Hi Gloria, That made me laugh – don’t kids just love a bit of gore even though they say eeerrr!. Some of those old films were so bad that they reached a pinnacle and became good, even classics. Oh yes Musicals – they were my mum’s favourites – mine too. I still know all the words to the songs from the King and I and Oklahoma. I saw The Wizard of Oz at the Radion when I was very young and loved it. I was enchanted when the black and white film changed to colour when Dorothy entered Oz – sheer magic to a little girl. I still love them and saw Mamma Mia a couple of years ago and bought the DVD. Oh yes, and all those Walt Disney films – cartoons like Lady and the Tramp and their factual films like ‘The Living Desert’ and ‘The Vanishing Prairie’. And all those Westerns with the gun slinging stranger from out of town having show downs with the locals outside the saloon while their horses were tied to the rickety scenery and didn’t we just adore Doris Day when she sang ‘The Deadwood Stage’. A visit to the cinema was more free and easy then. You saw two films, the main feature and a ‘B’ film. Sometimes the ‘B’ film was better than the main feature plus a Pathe news report and trailers of films coming to the cinema. I can’t remember any advertisements although I suppose there may have been some. These days although we have multi screen cinemas (Festival Leisure Park – Basildon) with many films to choose from, we only get one film at a showing and at a booked time. The film starts only after at least half an hour of advertisements and you’re only allowed to sit through that one particular showing even if you feel like seeing it through again. When I was a kid, I even went to the Radion sometimes in the middle of the summer when some of my friend’s mum’s wouldn’t allow them to go (had to play outdoors in good weather). It used to get so warm in there, I would spend the rest of my pocket money on a choc-ice from the ice-cream lady. Do you remember how everything went black when the lights went down – until you eyes got accustomed to it. Then we were dazzled by the sun when we went outside. Great times. Best wishes.

By Nina Humphrey (nee)
On 30/10/2011

Hi Girls this is what I like about this site, I talks about something and everybody comes back with more memories. I recall most of the films you have talked about but what about the great musicals 7 brides for 7 brothers, oklahoma, South Pacific (The begining of wide screen) Oh there I go again so many memories, I love it keep it up girls.
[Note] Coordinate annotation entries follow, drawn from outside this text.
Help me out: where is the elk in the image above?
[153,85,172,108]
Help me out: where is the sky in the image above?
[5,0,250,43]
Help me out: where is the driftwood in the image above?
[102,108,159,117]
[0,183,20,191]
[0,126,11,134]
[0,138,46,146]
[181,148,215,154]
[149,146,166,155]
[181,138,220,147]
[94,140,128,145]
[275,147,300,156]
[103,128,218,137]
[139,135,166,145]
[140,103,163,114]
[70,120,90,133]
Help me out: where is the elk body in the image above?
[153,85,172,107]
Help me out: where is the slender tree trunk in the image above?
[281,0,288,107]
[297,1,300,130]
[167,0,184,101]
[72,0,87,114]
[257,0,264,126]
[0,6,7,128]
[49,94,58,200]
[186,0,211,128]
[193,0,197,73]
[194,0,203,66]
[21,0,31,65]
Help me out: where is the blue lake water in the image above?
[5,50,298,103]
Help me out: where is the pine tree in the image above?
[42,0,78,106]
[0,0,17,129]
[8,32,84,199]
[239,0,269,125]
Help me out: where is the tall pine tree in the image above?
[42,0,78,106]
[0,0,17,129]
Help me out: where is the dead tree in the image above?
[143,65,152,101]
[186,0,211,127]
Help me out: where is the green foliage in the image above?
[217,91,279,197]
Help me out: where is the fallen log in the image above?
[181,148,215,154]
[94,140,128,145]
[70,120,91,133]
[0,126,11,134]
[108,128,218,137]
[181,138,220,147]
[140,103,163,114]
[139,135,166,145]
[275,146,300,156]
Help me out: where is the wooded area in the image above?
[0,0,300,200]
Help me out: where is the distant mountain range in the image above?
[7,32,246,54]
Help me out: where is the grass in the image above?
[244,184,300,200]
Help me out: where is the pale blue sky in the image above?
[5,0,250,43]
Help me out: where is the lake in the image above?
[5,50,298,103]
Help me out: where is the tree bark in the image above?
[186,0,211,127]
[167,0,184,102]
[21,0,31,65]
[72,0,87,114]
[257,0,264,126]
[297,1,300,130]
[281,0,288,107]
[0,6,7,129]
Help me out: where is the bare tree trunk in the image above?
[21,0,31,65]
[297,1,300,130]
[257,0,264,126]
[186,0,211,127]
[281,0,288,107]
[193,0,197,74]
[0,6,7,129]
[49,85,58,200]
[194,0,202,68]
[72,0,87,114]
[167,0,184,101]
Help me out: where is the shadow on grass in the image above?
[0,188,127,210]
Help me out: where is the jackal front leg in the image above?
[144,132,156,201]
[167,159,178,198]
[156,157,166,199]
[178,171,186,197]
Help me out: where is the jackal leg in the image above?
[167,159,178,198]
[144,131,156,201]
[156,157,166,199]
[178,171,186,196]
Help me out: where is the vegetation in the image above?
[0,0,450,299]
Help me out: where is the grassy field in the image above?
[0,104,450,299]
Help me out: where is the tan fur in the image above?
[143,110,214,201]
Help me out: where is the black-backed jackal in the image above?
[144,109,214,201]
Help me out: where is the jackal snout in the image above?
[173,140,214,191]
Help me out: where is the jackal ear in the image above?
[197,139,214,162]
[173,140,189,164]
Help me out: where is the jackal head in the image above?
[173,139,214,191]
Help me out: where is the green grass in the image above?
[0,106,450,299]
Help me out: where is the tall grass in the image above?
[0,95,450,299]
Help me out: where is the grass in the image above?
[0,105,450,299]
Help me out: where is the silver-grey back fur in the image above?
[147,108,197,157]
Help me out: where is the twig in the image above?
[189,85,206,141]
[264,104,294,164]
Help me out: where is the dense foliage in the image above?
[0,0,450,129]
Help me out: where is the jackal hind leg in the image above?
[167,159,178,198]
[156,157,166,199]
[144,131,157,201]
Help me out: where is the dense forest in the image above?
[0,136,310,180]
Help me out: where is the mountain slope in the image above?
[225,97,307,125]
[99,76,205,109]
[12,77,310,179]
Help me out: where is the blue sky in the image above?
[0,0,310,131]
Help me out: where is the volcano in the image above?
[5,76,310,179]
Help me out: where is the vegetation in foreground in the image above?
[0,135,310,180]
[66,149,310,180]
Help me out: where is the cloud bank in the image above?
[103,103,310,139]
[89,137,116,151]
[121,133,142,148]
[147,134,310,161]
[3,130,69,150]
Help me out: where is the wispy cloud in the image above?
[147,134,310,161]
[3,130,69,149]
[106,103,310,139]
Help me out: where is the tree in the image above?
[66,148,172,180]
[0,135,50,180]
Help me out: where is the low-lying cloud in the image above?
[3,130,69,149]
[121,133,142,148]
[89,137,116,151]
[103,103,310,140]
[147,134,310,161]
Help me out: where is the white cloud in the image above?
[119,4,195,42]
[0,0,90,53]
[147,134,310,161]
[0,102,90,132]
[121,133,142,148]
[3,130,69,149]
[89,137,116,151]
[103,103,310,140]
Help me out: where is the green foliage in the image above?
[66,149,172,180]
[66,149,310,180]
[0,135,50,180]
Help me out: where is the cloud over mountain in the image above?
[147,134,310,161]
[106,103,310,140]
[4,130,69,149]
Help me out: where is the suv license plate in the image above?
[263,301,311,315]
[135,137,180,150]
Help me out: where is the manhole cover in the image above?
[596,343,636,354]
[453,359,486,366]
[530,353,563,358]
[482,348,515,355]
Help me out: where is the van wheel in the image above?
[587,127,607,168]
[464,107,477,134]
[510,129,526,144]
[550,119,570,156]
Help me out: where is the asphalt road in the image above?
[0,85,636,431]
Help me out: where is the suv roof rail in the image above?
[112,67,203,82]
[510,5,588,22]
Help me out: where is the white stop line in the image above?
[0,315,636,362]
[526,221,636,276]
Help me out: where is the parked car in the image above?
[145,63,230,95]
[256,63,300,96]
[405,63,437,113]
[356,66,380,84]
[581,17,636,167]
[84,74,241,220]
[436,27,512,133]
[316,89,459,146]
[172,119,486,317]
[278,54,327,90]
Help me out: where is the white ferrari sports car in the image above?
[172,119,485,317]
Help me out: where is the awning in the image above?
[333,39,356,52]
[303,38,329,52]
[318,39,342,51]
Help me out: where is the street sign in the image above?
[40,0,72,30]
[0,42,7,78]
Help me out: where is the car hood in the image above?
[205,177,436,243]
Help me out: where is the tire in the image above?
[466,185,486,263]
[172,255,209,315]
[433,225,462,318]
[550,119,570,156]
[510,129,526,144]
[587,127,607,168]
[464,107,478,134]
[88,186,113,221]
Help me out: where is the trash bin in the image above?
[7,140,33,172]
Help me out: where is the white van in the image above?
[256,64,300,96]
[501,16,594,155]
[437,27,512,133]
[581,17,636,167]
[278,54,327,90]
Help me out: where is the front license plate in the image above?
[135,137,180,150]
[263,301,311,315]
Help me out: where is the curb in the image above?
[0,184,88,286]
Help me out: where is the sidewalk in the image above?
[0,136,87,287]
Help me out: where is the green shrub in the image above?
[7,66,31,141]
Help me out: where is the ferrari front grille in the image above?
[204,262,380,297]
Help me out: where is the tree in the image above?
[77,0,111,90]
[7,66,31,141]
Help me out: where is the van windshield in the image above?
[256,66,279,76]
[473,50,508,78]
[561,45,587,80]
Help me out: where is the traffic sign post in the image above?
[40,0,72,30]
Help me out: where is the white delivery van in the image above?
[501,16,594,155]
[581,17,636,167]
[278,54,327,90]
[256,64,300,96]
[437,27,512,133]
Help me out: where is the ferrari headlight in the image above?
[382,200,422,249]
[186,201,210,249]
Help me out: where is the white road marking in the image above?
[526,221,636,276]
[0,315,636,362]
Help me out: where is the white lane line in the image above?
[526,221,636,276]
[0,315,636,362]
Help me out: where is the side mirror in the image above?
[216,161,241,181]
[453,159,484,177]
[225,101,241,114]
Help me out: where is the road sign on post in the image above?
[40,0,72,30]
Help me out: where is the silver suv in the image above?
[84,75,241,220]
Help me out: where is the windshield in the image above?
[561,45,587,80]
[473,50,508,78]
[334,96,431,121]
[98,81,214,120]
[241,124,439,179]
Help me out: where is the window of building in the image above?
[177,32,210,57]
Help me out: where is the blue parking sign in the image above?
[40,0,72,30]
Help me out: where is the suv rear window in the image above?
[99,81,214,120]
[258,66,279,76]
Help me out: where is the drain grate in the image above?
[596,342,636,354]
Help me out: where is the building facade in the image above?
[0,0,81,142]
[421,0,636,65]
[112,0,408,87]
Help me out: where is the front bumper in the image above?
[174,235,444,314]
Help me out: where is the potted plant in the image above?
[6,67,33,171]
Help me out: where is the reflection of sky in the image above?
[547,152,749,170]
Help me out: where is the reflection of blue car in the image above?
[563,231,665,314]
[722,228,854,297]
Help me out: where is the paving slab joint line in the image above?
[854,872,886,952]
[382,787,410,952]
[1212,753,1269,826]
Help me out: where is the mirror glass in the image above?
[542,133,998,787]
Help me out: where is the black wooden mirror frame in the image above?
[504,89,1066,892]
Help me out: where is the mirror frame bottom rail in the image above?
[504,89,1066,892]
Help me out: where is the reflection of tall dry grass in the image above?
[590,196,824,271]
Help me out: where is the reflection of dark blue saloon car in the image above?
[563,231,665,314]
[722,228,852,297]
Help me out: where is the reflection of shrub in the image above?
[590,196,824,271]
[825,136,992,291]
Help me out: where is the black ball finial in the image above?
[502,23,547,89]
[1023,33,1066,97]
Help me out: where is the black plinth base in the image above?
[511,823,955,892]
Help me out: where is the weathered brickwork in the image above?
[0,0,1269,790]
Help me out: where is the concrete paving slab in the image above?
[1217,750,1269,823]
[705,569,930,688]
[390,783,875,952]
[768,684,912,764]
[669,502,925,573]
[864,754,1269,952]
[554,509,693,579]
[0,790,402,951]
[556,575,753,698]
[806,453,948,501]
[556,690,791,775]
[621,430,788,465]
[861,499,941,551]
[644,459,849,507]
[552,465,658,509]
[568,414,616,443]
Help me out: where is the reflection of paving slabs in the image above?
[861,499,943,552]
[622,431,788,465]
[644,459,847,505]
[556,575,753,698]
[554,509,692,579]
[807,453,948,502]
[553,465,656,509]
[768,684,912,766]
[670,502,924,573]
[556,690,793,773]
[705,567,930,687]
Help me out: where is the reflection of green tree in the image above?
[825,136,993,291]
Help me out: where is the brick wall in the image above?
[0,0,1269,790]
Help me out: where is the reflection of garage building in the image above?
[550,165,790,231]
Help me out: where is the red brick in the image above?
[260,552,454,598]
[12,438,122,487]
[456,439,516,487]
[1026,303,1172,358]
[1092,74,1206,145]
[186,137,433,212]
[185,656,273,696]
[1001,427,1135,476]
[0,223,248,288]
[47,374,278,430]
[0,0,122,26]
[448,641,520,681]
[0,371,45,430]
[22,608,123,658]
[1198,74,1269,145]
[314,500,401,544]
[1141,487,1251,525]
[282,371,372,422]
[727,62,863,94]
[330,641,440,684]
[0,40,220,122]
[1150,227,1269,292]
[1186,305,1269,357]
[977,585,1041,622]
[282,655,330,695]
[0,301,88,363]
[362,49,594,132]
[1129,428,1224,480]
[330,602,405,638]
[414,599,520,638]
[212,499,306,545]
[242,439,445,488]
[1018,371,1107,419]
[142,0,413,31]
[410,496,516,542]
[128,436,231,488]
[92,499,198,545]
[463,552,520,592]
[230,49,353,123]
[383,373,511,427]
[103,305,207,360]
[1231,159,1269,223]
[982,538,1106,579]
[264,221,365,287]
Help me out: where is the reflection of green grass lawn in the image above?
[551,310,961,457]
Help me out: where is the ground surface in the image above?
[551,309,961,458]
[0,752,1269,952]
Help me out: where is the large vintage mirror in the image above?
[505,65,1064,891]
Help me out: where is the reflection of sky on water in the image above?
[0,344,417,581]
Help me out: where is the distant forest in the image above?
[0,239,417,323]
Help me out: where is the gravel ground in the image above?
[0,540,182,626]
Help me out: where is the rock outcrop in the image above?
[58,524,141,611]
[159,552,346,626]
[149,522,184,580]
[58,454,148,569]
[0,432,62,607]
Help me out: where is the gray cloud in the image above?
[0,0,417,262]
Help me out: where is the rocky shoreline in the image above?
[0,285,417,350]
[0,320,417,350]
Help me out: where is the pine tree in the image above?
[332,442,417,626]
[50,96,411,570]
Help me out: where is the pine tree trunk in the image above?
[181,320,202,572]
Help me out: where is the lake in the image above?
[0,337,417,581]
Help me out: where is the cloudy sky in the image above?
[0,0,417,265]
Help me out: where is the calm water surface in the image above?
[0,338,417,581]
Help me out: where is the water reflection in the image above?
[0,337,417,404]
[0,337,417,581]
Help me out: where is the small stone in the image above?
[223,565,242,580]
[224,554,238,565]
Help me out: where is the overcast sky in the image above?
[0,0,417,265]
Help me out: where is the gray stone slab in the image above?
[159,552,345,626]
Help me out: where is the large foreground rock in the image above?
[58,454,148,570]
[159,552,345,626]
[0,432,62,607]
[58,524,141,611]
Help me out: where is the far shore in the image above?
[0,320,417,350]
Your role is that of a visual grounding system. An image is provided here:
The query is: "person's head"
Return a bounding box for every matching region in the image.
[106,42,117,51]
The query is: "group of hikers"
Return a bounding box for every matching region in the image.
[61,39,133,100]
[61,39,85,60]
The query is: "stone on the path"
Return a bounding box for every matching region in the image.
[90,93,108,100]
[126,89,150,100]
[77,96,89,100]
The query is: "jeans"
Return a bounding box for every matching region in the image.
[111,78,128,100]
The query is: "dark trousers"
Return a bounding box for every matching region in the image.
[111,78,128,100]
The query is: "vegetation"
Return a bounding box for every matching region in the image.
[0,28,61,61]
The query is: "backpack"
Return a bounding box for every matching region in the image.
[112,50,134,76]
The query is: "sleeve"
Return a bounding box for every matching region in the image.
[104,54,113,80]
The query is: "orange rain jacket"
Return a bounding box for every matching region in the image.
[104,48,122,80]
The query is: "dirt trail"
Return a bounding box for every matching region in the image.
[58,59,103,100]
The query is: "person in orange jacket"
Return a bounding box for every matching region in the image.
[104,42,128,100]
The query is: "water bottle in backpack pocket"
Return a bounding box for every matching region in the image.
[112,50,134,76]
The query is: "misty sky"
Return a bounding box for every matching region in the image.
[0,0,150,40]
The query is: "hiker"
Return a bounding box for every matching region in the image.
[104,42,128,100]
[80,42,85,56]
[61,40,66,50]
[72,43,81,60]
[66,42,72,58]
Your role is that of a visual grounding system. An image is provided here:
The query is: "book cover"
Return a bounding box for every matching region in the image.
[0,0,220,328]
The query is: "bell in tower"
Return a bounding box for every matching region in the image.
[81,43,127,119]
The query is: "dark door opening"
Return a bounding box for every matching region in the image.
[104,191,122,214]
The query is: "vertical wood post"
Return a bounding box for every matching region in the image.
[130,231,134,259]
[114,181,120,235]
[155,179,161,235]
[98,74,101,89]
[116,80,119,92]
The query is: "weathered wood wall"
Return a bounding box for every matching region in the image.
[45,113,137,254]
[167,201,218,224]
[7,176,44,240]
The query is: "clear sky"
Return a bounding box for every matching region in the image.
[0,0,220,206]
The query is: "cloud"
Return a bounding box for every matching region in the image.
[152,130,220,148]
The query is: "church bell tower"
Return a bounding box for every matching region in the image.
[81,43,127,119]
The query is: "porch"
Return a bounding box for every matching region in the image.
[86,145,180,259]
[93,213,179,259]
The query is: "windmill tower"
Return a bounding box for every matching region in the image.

I must just add this when we went to see the origanal King Kong with Fay Wray and Robert Armstrong, there was a part when someone was mauled, thrown up in the air, trodden on, chewed and everything else Fay Wray looked at him and said "Oh hes dead" or "is he dead" it caused the whole arena to stand up and clap and cheer.

By Gloria Sewell
On 29/10/2011

Hi Andrea I remember that one too. We may have been at the same showing. I could only have been about 8 at the time. It must have been an 'A' but it was so scary I am surprised we were allowed to watch a film like that (the stuff of nightmares), even accompanied by someone over 16. Do you remember when the films used to break down (usually at a critical point)? Everybody would whistle and stamp until it was fixed. Great memories. Best wishes. Nina

By Nina Humphrey (nee)
On 29/10/2011

Nina, you are doing a Gloria! You have stirred so many memories for me! I recall my mum and dad taking me to the Radion and we saw a film which may have been called ''They came from Outer Space'' or something like that. I was quite young and it scared the life out of me. I walked home in the middle of them, holding their hands and keeping my eyes shut!